[This is a follow up to my post last week.]
Even if we understand that what seems like resistance to change is more nuanced and complicated, many of us are directly or implicitly being asked to lead the changes in places of work. In that sense, we are “change agents” to use a well-established phrase.
Consider the number of times each day, both on the job and outside, that we hear the word “change” and the necessity for leaders to help their organizations change in the face of all sorts of challenges.
There has been a slew of popular business books providing guidance to would-be change agents. Several consultants and business gurus have developed their own model of the change process, usually outlining some necessary progression and steps that they have observed will lead to success.
Curiously, the same few anecdotes seem to pop up in a number of these, like burning platforms or the boardroom display of gloves.
While these authors mean well and have tried to be good reporters of what they have observed, change agents often find that, in practice, the suggestions in these books and articles are at best a starting point and don’t quite match the situation they face.
Part of the problem is that there has been too little rigorous behavioral work about how and why people change. (In fairness, some authors, like the Heath brothers, at least try to apply behavioral concepts in their recommendations on how to lead change.)
And on a practical level, many change agents find it difficult to figure out the tactics they need to use to improve the chances that the desired change will occur. In this post, I’m suggesting that we first need to understand the unique and sometimes unexpected ways that the human brain processes information and thus how we need to communicate.
(These are often called cognitive biases, but that is a pejorative phrase that might put you in the wrong mindset. It’s not a good idea starting an effort to convince people to join you in changing an organization by assuming that they are somehow irrational.)

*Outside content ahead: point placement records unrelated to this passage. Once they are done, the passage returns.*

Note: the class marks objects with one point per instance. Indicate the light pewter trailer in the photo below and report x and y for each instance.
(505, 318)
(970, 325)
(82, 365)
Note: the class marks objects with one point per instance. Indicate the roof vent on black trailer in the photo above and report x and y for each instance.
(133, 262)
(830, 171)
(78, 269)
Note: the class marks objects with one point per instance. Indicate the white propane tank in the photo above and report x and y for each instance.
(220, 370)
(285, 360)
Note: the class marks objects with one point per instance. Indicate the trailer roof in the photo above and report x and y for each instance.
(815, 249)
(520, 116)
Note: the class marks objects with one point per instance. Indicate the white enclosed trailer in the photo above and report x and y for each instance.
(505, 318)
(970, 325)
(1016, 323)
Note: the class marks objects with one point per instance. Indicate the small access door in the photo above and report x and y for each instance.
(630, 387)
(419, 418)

As just one example, some of the most interesting work along these lines was that done by the Nobel-prize winning psychologist Daniel Kahneman and his colleague Amos Tversky.
They found in their research that people exaggerate potential losses beyond reality – often times incorrectly guessing that what they control (like driving a car) is less risky than what they don’t control (being a passenger in an airplane).
Moreover, a person’s sense of loss is greater if what might be lost has been owned or used for a long time (aka entitlements). Regret and other emotions can also enhance this sense of loss.
The estimate of losses and gains is also affected by a person’s reference point, which can be shifted by even random effects. The classic example of the impact of a reference point is how people react differently to being told either that they have a 10% chance of dying or a 90% chance of living through a major disease. The probabilities are the same, of course.
In general, they found that there is an aversion to losses which outweighs possible gains, even if the gains might be worth more.
This makes it sound like change is very difficult, since many people often perceive proposed changes as having big risks.
But there is more to the story. Indeed, Kahneman found that there is no across-the-board aversion to change or even merely to risk. Indeed people might make a more risky choice when all options are bad.
As one summary states:
“When faced with a risky prospect, people will be: (1) risk-seeking over low-probability gains, (2) risk-averse over high-probability gains, (3) risk-averse over low-probability losses, and (4) risk-seeking over high-probability losses.”
In just this brief summary, there is some obvious guidance for change agents:
- Reduce people’s estimate of their potential loss. For example, the new system won’t cost 25% more than the old one, but it will just be an extra nickel each time it is used.
- Increase the perceived value of the change and/or the perceived likelihood of success – positive vivid images help to overcome lower probability estimates of the chances of success; negative vivid images help to magnify the probability of loss.
- Help people redefine the perception of loss by shifting their frame of reference, which determines their starting point.
- Reduce the overall size of the risks, which means it is best to introduce small innovations, piled on each other. Behavioral scientists have also observed the irrational fear of loss versus the possibility of benefit is reduced when a person has had experience with the trade-off. A series of small innovations will help people to gain that experience and you will also find out which of your great ideas really are good. Since any innovation is an experiment, there’s no guarantee of success. Some will fail, but if the ideas are good and competent people are implementing the changes, you’ll succeed sufficiently more often than you fail so that the overall impact is positive.
- Work to convince people that their certainty of loss is only a possibility. People react differently to being told something is a sure thing, than a 90% probability.
- Since risk taking is no longer avoided among bad choices, show that the obvious loss of change is less than a bigger possible loss of not changing.
I’ve just touched the surface here. There other findings of behavioral and social science research that can also enable change agents to get a firmer grasp on the reality of the situation facing them and suggest things they might do to become more successful.